I crawled out of bed at 5:00am. As my mind cleared I could hear the wind gusting in the garden, slamming into the shrubs outside my bedroom. Day 5; shooting for his book on the Robberg Peninsular my friend and I, writer Galeo Saintz grabbed a quick coffee then into my baakie for the short dash to the peninsular car park. As I hauled out my tripod spits of horizontal rain tapped on the back of my jacket – we would not be here long. After 10 mins, westerly nimbostratus clouds obliterated the faint dawn light; we jumped back into the baakkie and headed down the hill.

The sun splits the cloud – daybreak across Plettenberg Bay

We cruised along the coastline in the now torrential rain looking at the sky for any sign of sunlight. After about 30 minutes we decided to head back to Galeo’s place and call it a day – I was due to leave, so a shower some breakfast, then head south for Cape Town. Just as we got back and into the house the sky gashed open in the southeast.

“Shall we head back to the Lookout”? – An elevated location above the bay 5 minutes drive away.

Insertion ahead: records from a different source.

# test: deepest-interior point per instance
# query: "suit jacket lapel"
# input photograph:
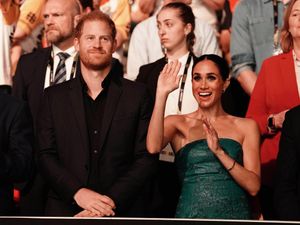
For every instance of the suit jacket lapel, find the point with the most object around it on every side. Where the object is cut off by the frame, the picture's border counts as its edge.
(76, 100)
(42, 63)
(114, 93)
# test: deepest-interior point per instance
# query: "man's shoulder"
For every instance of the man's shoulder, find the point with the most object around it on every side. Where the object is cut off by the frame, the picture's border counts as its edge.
(253, 4)
(35, 54)
(8, 101)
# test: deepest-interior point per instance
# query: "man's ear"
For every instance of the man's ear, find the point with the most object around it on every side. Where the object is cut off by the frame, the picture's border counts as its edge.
(76, 20)
(114, 45)
(76, 44)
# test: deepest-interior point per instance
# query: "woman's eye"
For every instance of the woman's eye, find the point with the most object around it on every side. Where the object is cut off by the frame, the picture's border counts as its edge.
(196, 78)
(211, 77)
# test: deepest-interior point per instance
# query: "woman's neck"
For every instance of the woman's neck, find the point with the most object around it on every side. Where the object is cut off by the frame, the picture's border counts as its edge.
(176, 54)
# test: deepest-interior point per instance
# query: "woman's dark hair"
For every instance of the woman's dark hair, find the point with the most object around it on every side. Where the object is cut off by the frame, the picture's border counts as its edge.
(286, 41)
(187, 16)
(218, 61)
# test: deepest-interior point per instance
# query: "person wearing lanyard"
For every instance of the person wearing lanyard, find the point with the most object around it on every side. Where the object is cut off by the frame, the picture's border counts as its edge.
(36, 71)
(176, 24)
(276, 91)
(255, 36)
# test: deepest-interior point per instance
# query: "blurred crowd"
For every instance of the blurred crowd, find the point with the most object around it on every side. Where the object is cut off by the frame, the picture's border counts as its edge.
(100, 98)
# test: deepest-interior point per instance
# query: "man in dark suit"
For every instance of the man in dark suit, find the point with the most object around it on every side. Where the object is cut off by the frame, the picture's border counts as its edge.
(35, 72)
(91, 133)
(287, 175)
(16, 137)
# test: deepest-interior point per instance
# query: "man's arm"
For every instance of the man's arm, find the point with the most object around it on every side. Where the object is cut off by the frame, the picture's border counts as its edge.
(62, 181)
(206, 40)
(286, 193)
(16, 161)
(137, 51)
(242, 55)
(247, 79)
(129, 186)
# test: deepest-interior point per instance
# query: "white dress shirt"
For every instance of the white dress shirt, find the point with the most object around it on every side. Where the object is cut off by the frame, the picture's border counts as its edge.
(69, 62)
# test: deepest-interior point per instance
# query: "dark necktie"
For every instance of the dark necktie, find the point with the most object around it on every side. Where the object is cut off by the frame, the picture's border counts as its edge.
(60, 73)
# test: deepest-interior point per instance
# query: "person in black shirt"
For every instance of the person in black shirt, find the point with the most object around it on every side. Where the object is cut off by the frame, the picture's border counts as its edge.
(92, 131)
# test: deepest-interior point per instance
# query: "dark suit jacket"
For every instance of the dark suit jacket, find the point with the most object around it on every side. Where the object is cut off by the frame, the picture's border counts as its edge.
(287, 175)
(28, 85)
(149, 74)
(29, 78)
(125, 163)
(16, 136)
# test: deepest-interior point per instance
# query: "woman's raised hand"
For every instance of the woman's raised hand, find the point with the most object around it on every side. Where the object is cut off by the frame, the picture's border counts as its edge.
(169, 79)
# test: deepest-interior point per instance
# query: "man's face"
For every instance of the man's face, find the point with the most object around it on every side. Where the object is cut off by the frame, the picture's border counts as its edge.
(95, 45)
(59, 21)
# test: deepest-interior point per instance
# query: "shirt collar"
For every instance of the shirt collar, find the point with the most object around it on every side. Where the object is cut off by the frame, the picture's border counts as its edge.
(71, 51)
(105, 83)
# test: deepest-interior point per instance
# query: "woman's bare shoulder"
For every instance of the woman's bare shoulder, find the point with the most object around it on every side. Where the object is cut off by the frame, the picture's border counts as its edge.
(245, 124)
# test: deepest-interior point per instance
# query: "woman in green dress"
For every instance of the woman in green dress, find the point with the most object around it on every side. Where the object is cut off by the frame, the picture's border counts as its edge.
(217, 154)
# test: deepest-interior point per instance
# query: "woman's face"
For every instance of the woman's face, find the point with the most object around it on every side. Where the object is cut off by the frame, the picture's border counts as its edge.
(207, 84)
(172, 31)
(294, 20)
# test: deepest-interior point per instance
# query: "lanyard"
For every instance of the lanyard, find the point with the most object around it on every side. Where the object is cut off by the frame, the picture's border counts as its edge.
(51, 75)
(182, 85)
(276, 30)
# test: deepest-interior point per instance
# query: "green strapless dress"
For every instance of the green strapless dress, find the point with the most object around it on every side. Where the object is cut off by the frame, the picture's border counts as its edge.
(207, 189)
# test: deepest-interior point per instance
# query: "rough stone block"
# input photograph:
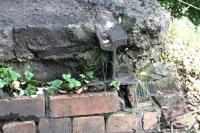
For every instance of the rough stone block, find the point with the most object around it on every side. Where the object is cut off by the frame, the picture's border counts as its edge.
(150, 121)
(48, 125)
(19, 127)
(84, 104)
(23, 106)
(126, 123)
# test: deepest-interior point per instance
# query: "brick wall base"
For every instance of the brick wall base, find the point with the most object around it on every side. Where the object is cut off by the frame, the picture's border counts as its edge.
(85, 113)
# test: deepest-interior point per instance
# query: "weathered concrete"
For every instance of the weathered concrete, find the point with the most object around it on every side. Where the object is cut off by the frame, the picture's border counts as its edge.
(48, 36)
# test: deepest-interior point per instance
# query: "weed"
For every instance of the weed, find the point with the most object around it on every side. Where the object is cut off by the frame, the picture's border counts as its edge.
(115, 85)
(54, 86)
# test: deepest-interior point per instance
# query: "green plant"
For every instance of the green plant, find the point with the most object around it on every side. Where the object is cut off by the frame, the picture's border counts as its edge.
(115, 85)
(7, 76)
(70, 83)
(28, 75)
(30, 90)
(31, 85)
(54, 86)
(87, 76)
(180, 8)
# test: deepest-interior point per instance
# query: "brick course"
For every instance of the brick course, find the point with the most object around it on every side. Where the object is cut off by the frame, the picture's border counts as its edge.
(23, 106)
(84, 104)
(94, 124)
(118, 123)
(48, 125)
(19, 127)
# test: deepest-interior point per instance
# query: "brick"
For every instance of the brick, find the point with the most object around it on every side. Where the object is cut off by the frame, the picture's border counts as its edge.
(150, 121)
(49, 125)
(23, 106)
(93, 124)
(185, 122)
(118, 123)
(19, 127)
(83, 104)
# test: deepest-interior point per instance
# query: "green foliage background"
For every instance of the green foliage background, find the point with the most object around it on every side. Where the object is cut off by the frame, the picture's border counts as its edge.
(179, 9)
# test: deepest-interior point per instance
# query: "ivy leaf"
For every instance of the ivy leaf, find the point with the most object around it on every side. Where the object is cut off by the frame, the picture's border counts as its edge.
(2, 83)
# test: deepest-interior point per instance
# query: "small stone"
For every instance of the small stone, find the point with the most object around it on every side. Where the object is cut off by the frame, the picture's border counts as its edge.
(150, 121)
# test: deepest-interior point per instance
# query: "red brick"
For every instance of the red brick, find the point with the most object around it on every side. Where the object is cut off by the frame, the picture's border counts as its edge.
(93, 124)
(23, 106)
(150, 121)
(19, 127)
(49, 125)
(118, 123)
(84, 104)
(185, 122)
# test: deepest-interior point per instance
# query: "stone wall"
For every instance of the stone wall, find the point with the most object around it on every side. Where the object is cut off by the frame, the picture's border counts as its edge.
(101, 112)
(52, 37)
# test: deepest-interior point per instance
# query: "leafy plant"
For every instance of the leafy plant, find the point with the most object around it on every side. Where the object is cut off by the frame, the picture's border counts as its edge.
(115, 85)
(7, 76)
(70, 83)
(180, 8)
(54, 86)
(28, 75)
(2, 83)
(30, 90)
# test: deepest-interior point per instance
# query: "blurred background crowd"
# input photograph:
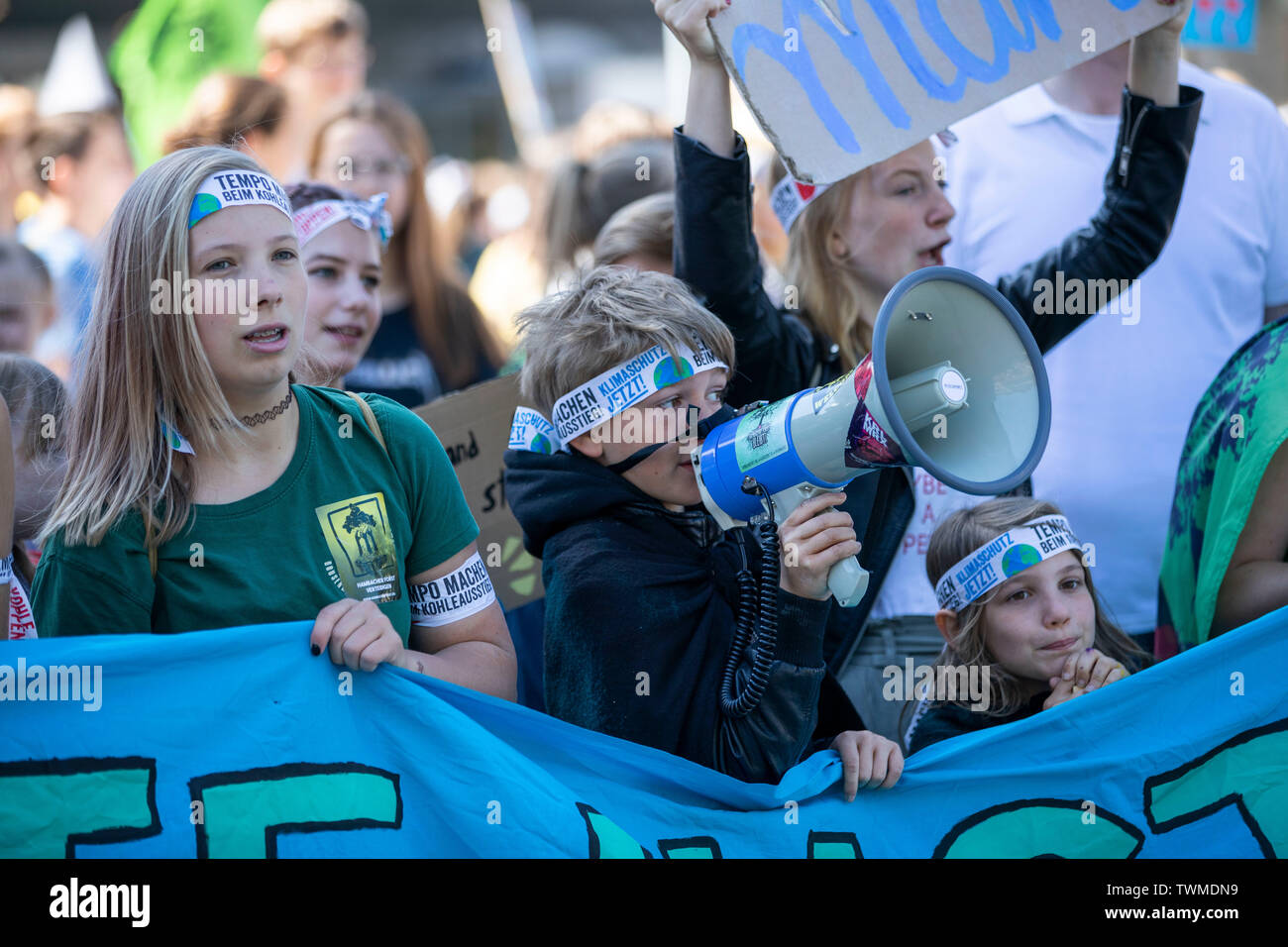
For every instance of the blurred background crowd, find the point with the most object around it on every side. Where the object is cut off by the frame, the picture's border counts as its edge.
(505, 136)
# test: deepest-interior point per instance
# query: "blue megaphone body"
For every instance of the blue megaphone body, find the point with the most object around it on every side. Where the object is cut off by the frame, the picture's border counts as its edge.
(954, 384)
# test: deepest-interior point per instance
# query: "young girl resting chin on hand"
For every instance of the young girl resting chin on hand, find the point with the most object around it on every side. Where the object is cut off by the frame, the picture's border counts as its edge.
(1018, 609)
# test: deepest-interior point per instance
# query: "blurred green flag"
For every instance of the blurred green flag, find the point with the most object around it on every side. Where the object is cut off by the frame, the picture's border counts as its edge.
(166, 50)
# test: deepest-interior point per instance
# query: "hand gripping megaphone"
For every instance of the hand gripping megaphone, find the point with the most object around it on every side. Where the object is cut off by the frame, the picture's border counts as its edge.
(954, 384)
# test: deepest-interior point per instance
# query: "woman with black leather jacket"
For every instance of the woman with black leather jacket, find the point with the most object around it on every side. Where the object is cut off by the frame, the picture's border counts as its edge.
(851, 244)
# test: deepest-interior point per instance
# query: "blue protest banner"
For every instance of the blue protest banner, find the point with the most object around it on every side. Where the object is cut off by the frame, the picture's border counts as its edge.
(240, 744)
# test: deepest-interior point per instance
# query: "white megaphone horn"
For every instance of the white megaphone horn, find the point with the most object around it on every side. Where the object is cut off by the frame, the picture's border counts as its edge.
(954, 384)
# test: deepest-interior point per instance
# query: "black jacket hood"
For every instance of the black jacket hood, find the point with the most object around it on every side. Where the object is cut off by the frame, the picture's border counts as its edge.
(549, 492)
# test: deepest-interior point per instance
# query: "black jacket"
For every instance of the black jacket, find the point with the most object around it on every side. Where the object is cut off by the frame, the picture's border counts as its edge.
(716, 254)
(634, 589)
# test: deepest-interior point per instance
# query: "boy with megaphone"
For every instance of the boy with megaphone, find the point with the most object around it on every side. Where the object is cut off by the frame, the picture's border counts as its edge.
(645, 596)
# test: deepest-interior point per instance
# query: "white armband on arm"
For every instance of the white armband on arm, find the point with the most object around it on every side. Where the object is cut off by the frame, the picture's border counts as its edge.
(456, 595)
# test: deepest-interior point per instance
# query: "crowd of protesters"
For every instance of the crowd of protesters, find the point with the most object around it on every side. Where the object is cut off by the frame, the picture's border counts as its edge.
(142, 433)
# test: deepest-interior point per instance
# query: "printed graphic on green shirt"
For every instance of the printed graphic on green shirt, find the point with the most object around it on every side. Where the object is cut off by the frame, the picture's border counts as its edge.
(360, 538)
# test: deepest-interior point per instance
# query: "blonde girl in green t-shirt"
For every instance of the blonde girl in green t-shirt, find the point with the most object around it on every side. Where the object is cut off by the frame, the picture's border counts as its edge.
(185, 402)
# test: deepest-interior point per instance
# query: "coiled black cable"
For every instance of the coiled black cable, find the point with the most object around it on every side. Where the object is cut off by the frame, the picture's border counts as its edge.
(758, 616)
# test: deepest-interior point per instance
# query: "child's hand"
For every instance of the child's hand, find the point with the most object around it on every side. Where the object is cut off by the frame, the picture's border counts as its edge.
(687, 20)
(357, 634)
(871, 762)
(1091, 669)
(1083, 672)
(814, 538)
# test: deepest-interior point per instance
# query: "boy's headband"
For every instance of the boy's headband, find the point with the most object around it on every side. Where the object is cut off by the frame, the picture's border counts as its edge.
(616, 389)
(532, 432)
(231, 188)
(790, 197)
(310, 221)
(1001, 558)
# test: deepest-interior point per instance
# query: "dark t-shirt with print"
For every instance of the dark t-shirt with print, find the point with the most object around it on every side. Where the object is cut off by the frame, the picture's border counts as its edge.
(346, 519)
(397, 367)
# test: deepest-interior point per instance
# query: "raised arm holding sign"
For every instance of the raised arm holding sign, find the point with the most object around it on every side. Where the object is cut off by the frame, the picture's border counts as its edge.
(851, 241)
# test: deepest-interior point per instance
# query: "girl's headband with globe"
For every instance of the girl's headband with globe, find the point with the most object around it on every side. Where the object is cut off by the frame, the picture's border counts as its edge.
(612, 392)
(232, 188)
(368, 215)
(1001, 558)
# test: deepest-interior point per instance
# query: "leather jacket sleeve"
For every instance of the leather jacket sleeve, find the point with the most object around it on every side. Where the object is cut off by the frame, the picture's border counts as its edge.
(1142, 192)
(715, 253)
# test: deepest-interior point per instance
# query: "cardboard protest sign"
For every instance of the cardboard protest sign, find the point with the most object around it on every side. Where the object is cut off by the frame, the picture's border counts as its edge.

“Yep lets try,” said Galeo.

As we pulled into the car park the wind dropped; the sun was up but obscured by the Tsitsikamma Mountains and black, streaking cloud – it was freezing cold and getting colder. I set up my tripod as the cloud started to break up with the heat of the rising sun. The orb blinked through the cloud and cut an almost horizontal swath of light across the bay. The sun transformed the sea from grey unruly torment to a green/platinum orderly march of huge folding surf, its sheared surface stretched endlessly like grained molten lead. I quickly changed lenses and donned a 100-400 zoom. As I set up I groaned inward, the now almost blinding light destroyed the potential; then, almost instantly, it went dark as cloud obscured the sun  – now the wait.

I turned to the bakkie to get my beanie and gloves and was startled to see we were now surrounded; hunched, flip-flopped, weather-beaten longhaired figures staring silently at the sea – no one spoke, or even glanced at me, they all stood, transfixed, focused on the huge surf in the bay – surfers! I went back to scan the bay through the lens as the light started to change again. As I turned to look for Galeo a voice with a thick Australian accent said,

“What are you waiting for mate”

I paused, looking at the figure in the murk.

“The light”. I said slowly. “What are you waiting for”?

“The surf”.

I slowly nodded and smiled, looking into his eyes, I thought, we are both the same. I turned as the sun split the cloud again, the spray turned gold, as I watched the gulls dance along the breaking surf – I got about 3 minutes of rapid changing light and colour – the following are some of my images from that cold morning.



  1. kate

    Your Plett story with Galeo and your pics are absolutely gorgeous – a treat to the eye. You write as well as you photograph!

  2. kate

    Now had time to peruse all your portfolio – lovely, lovely and in my humble opinion, you have an excellent eye!! Also your photos of Keurbooms River Game Trails farm are stunning – I know the area well having lived in De Vlugt and those mnountains and valleys and rivers are all there for the taking!! You’ve inspired me to charge my batteries!!

    • You have reminded me once again of that amazing 18 days on the Eden to Addo trail. I will be blazing another trail in October this year when I return to Rim of Africa to add another section and more images!

  3. kate

    O my goodness Peter, I have just googled Rim of Africa – wow! I also love that part of the world and know it quiet well having lived in Prince Alfred’s Hamlet and trekked into the Cedarberg fairly regularly – are you doing the whole walk – gorgeous, gorgeous area again – gosh we are blessed with the most magnificent wildernesses in this country.

    I have just posted my latest adventure in the Kalahari… landscapes will follow soon.

    • I have done the first 3 sections up to Ceres. Next will be 2 or 3 more sections I havent decided yet. Its incredibly challenging but if one wants to be in the wilderness where none or few have ever been then this is a unique experience. Once again I hope to document the event with images, the trick is to take the right gear bearing in mind the weight factor – quite a challenge in itself!

      I have just posted my latest adventure in the Kalahari… Landscapes will follow shortly.